Scottish Institute of Remanufacture officially opens
The Scottish Institute of Remanufacture based at University of Strathclyde in Glasgow, has been officially opened today (21 January).
The Scottish Institute of Remanufacture aims to create a more ‘circular economy’ (one where materials and products are constantly kept in use) by reducing waste through the uptake of remanufacturing. This process involves taking products or components that have reached their end of life, performing a series of steps to bring them back up to ‘as new’ specifications, and providing the new, remanufactured product with a warranty to match.
Estimated to be worth £2.4 billion to the UK economy, remanufacturing is already common in various industrial products including engines, pumps and gearboxes in the aerospace, automotive and energy sectors. (Learn more about remanufacturing in Resource 77.)
Opening the institute this morning, Scotland's Environment Secretary Richard Lochhead (pictured, right) said: “We want to move away from the current situation where valuable materials often go to waste, to a circular economy where things are designed to be used over and over again.
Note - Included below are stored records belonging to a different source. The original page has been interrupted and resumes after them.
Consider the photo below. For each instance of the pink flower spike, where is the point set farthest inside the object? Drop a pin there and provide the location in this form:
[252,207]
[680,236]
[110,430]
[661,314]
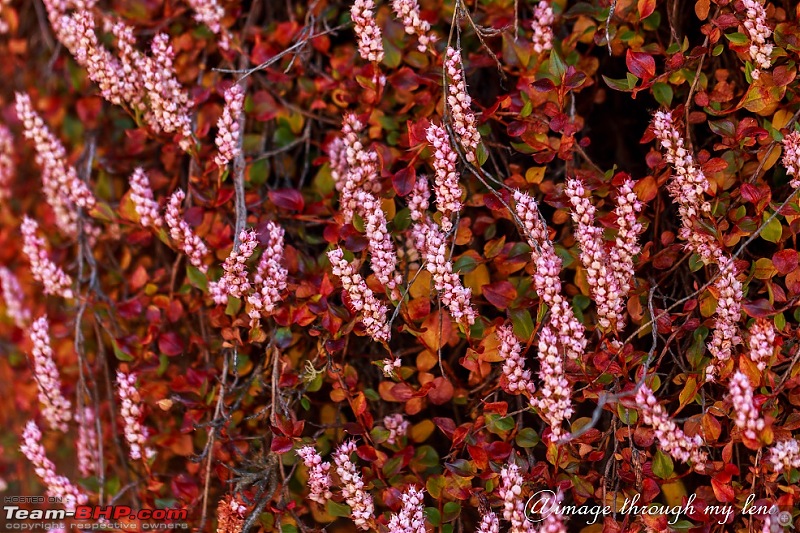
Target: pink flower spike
[543,19]
[142,196]
[132,417]
[319,478]
[355,495]
[14,298]
[44,271]
[228,125]
[370,45]
[57,409]
[57,486]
“This approach can create jobs and stimulate growth, and I am keen to hear ideas about how best to make the most of the opportunities that a circular economy can offer Scotland. Remanufacturing – which will be driven forward in Scotland thanks to this fantastic new institute – will be at the heart of this agenda.
“Scotland is already recognised as a leader on the circular economy internationally and this new centre will further support our progressive ambitions.”
The institute is hosted by the University of Strathclyde and run in partnership with Heriot-Watt University (with contributions from other ‘major Scottish research institutions).
Remanufacturing research specialist Dr Winifred Ijomah, of the University of Strathclyde’s Department of Design, Manufacture & Engineering Management, has been appointed as the Director of the new institute, while a steering committee comprising industry and academic experts, including those from Heriot-Watt University, will soon be selected.
Dr Ijomah commented: “A key opportunity for the institute is to capitalise on the growing low carbon market. Remanufacturing is complex and multifaceted so requires interdisciplinary projects involving academia, industry and other stakeholders. The centre is an essential mechanism that will support such complex collaborations. It will further reduce the barriers to wider adoption of remanufacturing by pulling the expertise embedded within Scottish universities to develop the essential new knowledge, expertise, tools and techniques.”
The Principal of the University of Strathclyde, Professor Sir Jim McDonald, welcomed today’s official opening, saying that he was “delighted” the university was hosting the “new centre of excellence for remanufacturing”, adding it was the latest step the university had taken to “drive innovation and growth for Scotland’s economy by building on world-class research capability and skills”.
He continued: “As home to the UK’s largest remanufacturing research group, the University - with its partners - is ideally placed to ensure Scotland is positioned at the forefront of this key engineering and technology theme".
‘Developing opportunities for circular economy businesses to thrive in Scotland’
Zero Waste Scotland (ZWS), which delivers the Scottish Government’s Zero Waste Plan, has committed £300,000 to the institute, while the Scottish Funding Council (SCF), which distributes funding from the Scottish Government to the country's colleges and universities, has awarded £1 million to the centre. The funding will be spread over three years. Companies based in Scotland have reportedly already pledged over £800,000 of funding, or in-kind support, for potential research projects for the institute.
The Chief Executive of ZWS, Iain Gulland, said: “Zero Waste Scotland is excited to be investing in and putting its weight behind the new Scottish Institute of Remanufacture, which can play a vital role in developing opportunities for circular economy businesses to thrive in Scotland.
“Remanufacturing presents tremendous opportunities for creating jobs, businesses and a sustainable economy in Scotland built on a circular model, where we keep increasingly scarce resources in productive use as long as possible.”
Speaking on behalf of the SCF, Chief Executive Laurence Howells, added: “Reuse, repair, recondition and remanufacture are going to be really important ways for us to protect the environment and make Scottish business more competitive.
“The work of the Scottish Institute of Remanufacture is going to be vital across industries as diverse as aerospace, automotive, consumer electronics and marine. SFC’s investment of £1 million will enable industry, academics and the public sector to innovate and help Scottish industry get ahead and compete globally.”